# Attaching java moss.



## Mettle (Dec 29, 2003)

I wanted to pick up a few pieces of driftwood and attach some java moss to them in preparation for them going into my future planted set-up. But I want to do this in advance, before getting the tank set up, so that it's all attached and ready to go.

I was wondering how long it generally takes java moss to properly attach itself?

I'm thinking about just getting a tupperware container and sticking it in a window and letting it do it's thing with the moss tied to it.

Also - before I even endeavour this - I was curious as the what temperatures java moss will go in? My discus tank is a bit warmer 82-85F. And I don't want it to wilt and die.

And last thing... For attaching javafern and anuibas to wood, is the best method to use simply fishing line?
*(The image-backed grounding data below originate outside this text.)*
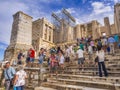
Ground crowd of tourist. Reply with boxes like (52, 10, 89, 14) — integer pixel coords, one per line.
(1, 34, 120, 90)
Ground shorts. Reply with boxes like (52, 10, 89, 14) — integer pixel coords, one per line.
(17, 60, 22, 65)
(51, 66, 57, 70)
(39, 59, 43, 64)
(26, 57, 30, 63)
(78, 58, 84, 64)
(30, 57, 34, 62)
(65, 57, 70, 62)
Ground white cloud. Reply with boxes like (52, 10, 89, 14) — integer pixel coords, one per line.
(92, 2, 112, 15)
(0, 0, 51, 45)
(0, 1, 29, 45)
(114, 0, 119, 3)
(74, 1, 114, 26)
(66, 8, 76, 14)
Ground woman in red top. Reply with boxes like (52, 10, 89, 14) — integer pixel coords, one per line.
(29, 48, 35, 67)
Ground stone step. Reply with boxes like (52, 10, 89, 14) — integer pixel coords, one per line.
(51, 74, 120, 83)
(34, 86, 56, 90)
(108, 64, 120, 68)
(42, 82, 109, 90)
(48, 78, 117, 90)
(59, 70, 120, 77)
(66, 67, 120, 72)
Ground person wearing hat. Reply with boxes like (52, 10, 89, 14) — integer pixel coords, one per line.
(4, 61, 16, 90)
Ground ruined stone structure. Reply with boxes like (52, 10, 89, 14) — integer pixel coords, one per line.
(4, 11, 33, 63)
(74, 20, 100, 40)
(104, 17, 112, 36)
(4, 3, 120, 62)
(32, 18, 55, 54)
(114, 3, 120, 34)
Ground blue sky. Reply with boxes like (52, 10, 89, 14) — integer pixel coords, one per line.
(0, 0, 120, 60)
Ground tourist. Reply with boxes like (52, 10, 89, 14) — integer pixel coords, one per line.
(88, 44, 93, 61)
(4, 61, 16, 90)
(76, 48, 85, 71)
(26, 50, 31, 66)
(114, 34, 119, 48)
(101, 37, 108, 52)
(79, 42, 84, 51)
(96, 47, 108, 77)
(107, 45, 110, 54)
(17, 51, 24, 65)
(50, 53, 58, 76)
(65, 46, 71, 63)
(108, 36, 115, 55)
(97, 39, 102, 49)
(29, 48, 35, 67)
(58, 50, 65, 71)
(56, 46, 61, 54)
(118, 42, 120, 49)
(90, 39, 95, 51)
(73, 44, 78, 53)
(13, 65, 27, 90)
(50, 47, 56, 54)
(38, 48, 45, 68)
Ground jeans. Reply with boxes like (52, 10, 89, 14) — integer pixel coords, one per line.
(30, 57, 34, 62)
(15, 86, 24, 90)
(39, 59, 43, 64)
(98, 62, 108, 77)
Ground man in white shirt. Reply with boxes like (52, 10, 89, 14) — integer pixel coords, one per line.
(65, 46, 71, 63)
(76, 48, 85, 71)
(96, 48, 108, 77)
(88, 44, 93, 61)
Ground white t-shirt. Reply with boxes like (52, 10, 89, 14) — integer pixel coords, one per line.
(59, 55, 65, 64)
(15, 70, 27, 87)
(88, 46, 93, 53)
(96, 50, 105, 62)
(76, 49, 84, 58)
(66, 48, 71, 57)
(102, 38, 107, 45)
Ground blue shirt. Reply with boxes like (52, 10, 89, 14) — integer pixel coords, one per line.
(108, 37, 115, 43)
(4, 67, 16, 80)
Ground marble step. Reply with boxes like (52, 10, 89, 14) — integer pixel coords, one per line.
(34, 86, 56, 90)
(66, 67, 120, 72)
(42, 82, 109, 90)
(58, 70, 120, 77)
(51, 74, 120, 83)
(48, 78, 117, 90)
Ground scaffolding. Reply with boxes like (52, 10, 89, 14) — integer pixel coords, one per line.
(51, 8, 76, 43)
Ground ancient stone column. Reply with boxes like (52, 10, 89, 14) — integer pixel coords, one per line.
(104, 17, 111, 36)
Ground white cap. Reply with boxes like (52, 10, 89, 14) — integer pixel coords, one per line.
(4, 61, 10, 64)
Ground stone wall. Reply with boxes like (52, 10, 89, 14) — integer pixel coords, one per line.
(4, 11, 33, 63)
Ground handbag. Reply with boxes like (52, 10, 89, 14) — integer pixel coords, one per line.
(95, 56, 99, 62)
(6, 69, 14, 88)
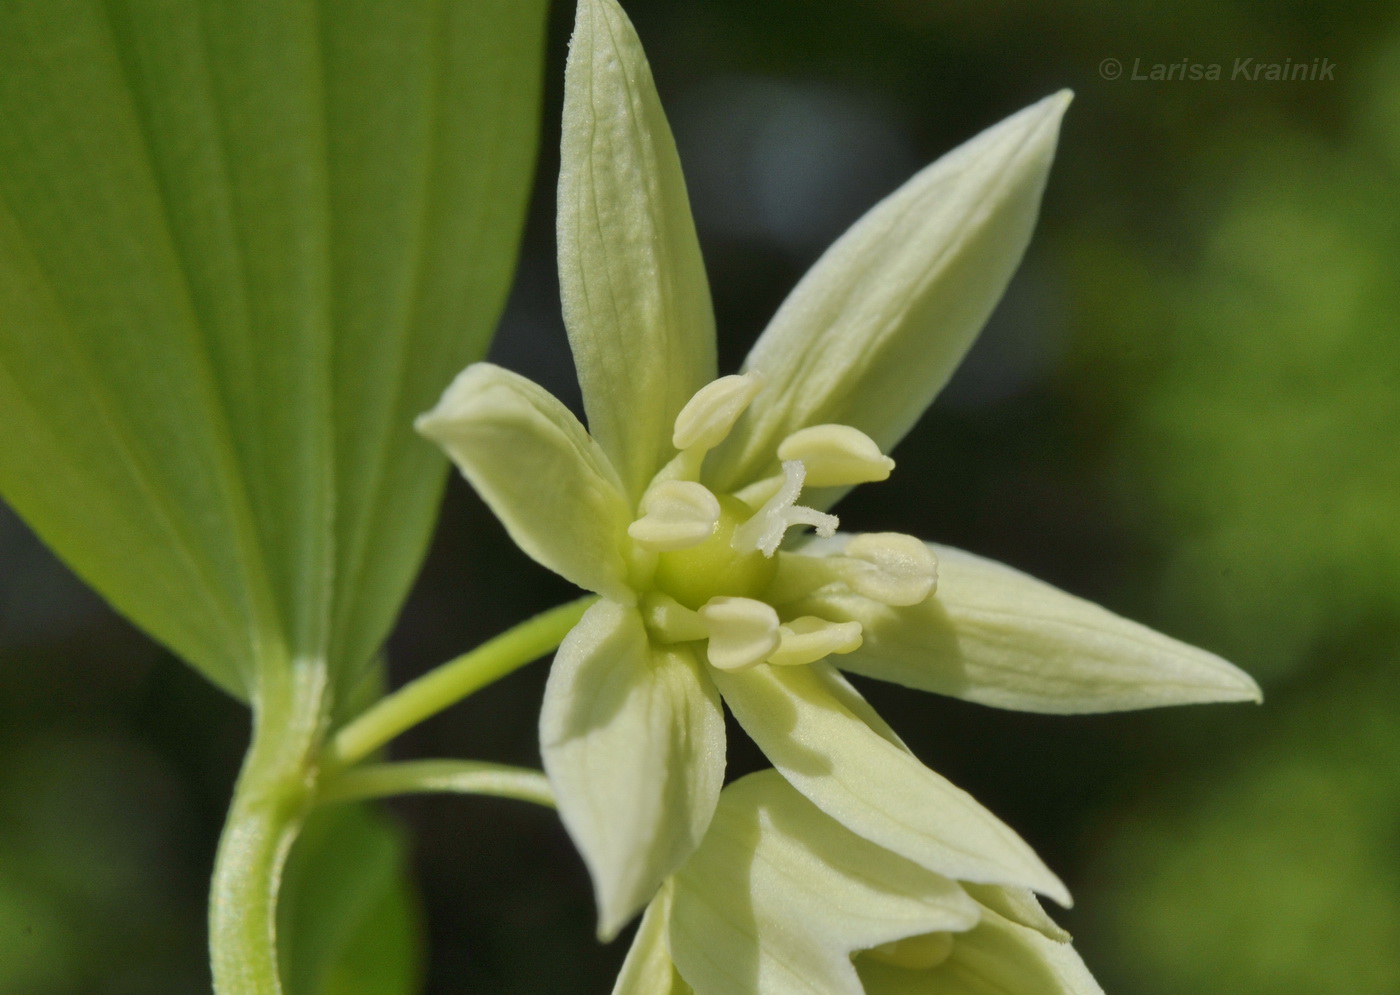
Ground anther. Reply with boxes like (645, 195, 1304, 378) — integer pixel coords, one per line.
(628, 480, 722, 552)
(671, 373, 765, 452)
(731, 460, 839, 557)
(843, 533, 939, 606)
(864, 932, 955, 971)
(697, 596, 780, 671)
(776, 424, 895, 487)
(766, 616, 863, 667)
(642, 592, 709, 643)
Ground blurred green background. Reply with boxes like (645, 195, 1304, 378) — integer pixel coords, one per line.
(3, 0, 1398, 991)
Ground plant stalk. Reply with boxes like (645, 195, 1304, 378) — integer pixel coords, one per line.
(209, 658, 330, 995)
(317, 758, 554, 807)
(325, 596, 593, 770)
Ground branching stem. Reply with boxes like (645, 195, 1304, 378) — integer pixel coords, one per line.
(317, 758, 554, 807)
(325, 596, 594, 770)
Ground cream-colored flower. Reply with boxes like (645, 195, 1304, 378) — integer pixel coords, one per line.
(614, 771, 1102, 995)
(419, 0, 1259, 940)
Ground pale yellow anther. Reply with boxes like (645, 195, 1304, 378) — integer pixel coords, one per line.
(671, 373, 764, 452)
(766, 616, 863, 667)
(642, 592, 709, 643)
(732, 460, 839, 557)
(697, 596, 780, 671)
(776, 424, 895, 487)
(628, 480, 722, 551)
(844, 532, 939, 606)
(865, 932, 955, 971)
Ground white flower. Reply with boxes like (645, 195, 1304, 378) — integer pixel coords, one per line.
(418, 0, 1260, 940)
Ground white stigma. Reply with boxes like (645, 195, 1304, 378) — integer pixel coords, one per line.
(776, 424, 895, 487)
(628, 480, 722, 551)
(732, 460, 839, 557)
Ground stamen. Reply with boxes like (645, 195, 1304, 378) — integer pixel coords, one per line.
(766, 616, 863, 667)
(764, 551, 847, 605)
(628, 480, 722, 552)
(731, 460, 839, 557)
(776, 424, 895, 487)
(642, 592, 709, 643)
(843, 533, 939, 606)
(697, 596, 780, 670)
(671, 373, 764, 452)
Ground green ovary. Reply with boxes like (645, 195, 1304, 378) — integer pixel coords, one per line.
(653, 496, 779, 609)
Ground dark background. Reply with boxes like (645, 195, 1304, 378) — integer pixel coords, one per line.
(4, 0, 1399, 991)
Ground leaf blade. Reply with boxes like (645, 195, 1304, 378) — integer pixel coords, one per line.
(0, 0, 549, 694)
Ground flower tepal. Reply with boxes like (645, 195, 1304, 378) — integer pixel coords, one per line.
(614, 772, 1103, 995)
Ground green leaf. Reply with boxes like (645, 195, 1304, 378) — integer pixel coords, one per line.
(0, 0, 548, 697)
(278, 802, 421, 995)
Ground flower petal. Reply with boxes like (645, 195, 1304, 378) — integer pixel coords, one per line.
(417, 363, 633, 601)
(710, 92, 1070, 495)
(613, 884, 693, 995)
(961, 883, 1071, 944)
(558, 0, 716, 500)
(668, 771, 979, 995)
(857, 907, 1104, 995)
(815, 663, 909, 752)
(802, 539, 1263, 713)
(711, 663, 1069, 905)
(540, 600, 726, 940)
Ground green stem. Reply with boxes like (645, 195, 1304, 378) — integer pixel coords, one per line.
(317, 759, 554, 808)
(209, 659, 330, 995)
(325, 596, 594, 770)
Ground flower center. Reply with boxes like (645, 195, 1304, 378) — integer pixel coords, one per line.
(654, 496, 778, 610)
(629, 372, 935, 673)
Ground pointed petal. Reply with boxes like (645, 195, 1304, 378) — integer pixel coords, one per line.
(668, 771, 979, 995)
(962, 884, 1071, 944)
(559, 0, 716, 500)
(613, 885, 693, 995)
(711, 664, 1068, 905)
(857, 908, 1104, 995)
(417, 363, 632, 601)
(816, 664, 910, 752)
(801, 540, 1262, 713)
(710, 92, 1071, 493)
(540, 600, 726, 940)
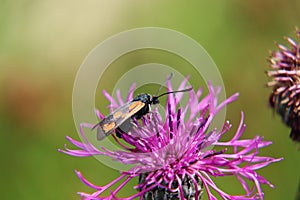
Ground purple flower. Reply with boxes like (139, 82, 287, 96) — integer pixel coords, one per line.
(60, 79, 282, 200)
(267, 28, 300, 142)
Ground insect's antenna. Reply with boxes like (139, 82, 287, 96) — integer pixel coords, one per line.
(156, 87, 193, 98)
(154, 73, 174, 96)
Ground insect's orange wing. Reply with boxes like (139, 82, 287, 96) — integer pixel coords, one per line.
(95, 101, 145, 140)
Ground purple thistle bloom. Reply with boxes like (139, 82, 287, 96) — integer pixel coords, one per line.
(267, 28, 300, 142)
(60, 79, 282, 200)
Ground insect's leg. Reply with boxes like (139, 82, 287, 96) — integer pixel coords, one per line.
(146, 107, 161, 138)
(115, 127, 123, 138)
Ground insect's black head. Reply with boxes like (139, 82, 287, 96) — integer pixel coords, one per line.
(134, 93, 153, 104)
(152, 96, 160, 105)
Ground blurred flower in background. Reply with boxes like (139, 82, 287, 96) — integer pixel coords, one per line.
(60, 79, 282, 200)
(1, 70, 62, 131)
(266, 28, 300, 142)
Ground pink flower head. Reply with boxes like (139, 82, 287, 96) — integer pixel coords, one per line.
(60, 78, 282, 200)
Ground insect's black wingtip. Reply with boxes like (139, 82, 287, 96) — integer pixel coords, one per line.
(96, 127, 107, 141)
(91, 123, 106, 140)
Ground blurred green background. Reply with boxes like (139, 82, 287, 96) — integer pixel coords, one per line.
(1, 1, 300, 199)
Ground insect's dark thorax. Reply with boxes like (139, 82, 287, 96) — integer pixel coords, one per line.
(132, 94, 152, 119)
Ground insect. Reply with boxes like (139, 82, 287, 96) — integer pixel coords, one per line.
(93, 87, 193, 140)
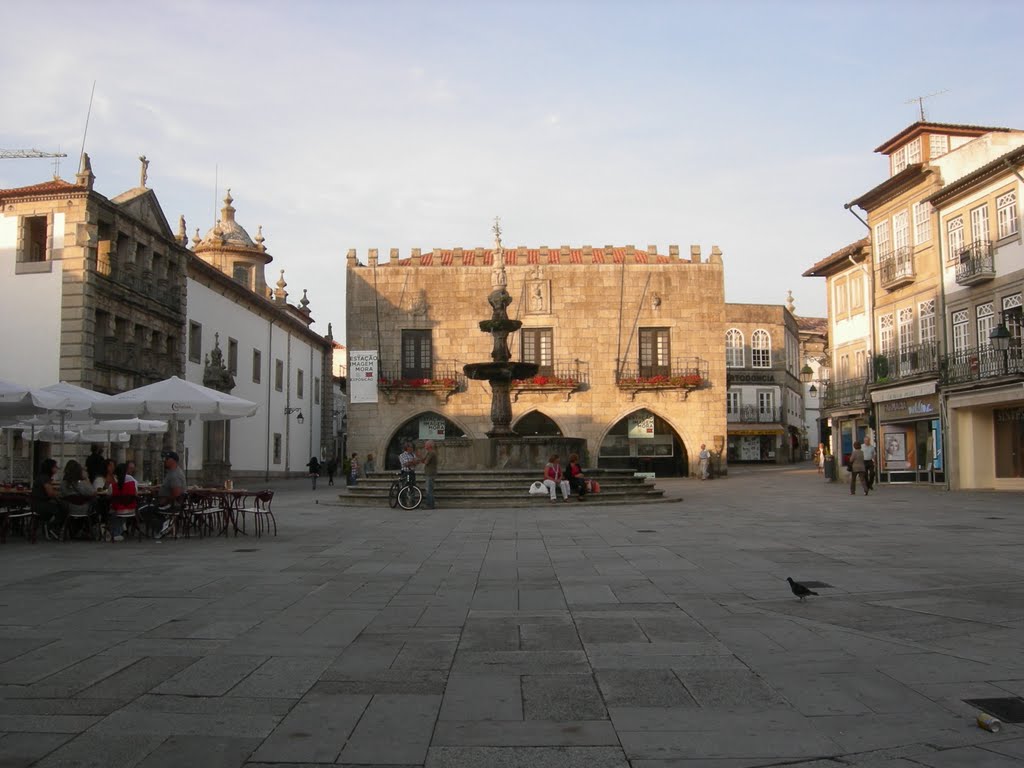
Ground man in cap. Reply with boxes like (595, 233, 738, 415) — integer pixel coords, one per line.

Cheers!


----------



## Piranha Guru (Nov 24, 2005)

Mettle said:


> And last thing... For attaching javafern and anuibas to wood, is the best method to use simply fishing line? Cheers!


I like to use cotton thread. Pick a color that blends with your decor. By the time the thread begins to decay, your plants should be attached.


----------



## DiPpY eGgS (Mar 6, 2005)

It depends on how you have your tank set up on how long it will take for it to attach to DW.

If you have a high light tank, CO2, and lots of ferts, naturally it will take a much shorter time than if you have a low light tank, no CO2.

ya, you can keep it in a window for a short time, I don't think it will hurt.. but if it will only be for a few days, it will be fine just in a bucket.. I have sent plants all over the usa in a box, and they were quite alive when they made it to their destination.. and they were out of the water.. but moss dries up quick, so it needs to stay moist

You are fine with your temperature that you have there

Thread works, fishing line, anything really. just don't use scotch tape..lol

I use fishing line simply because I have tons of it, and I like to give it all the time it wants to attach itself.. plus it is easy to remove


----------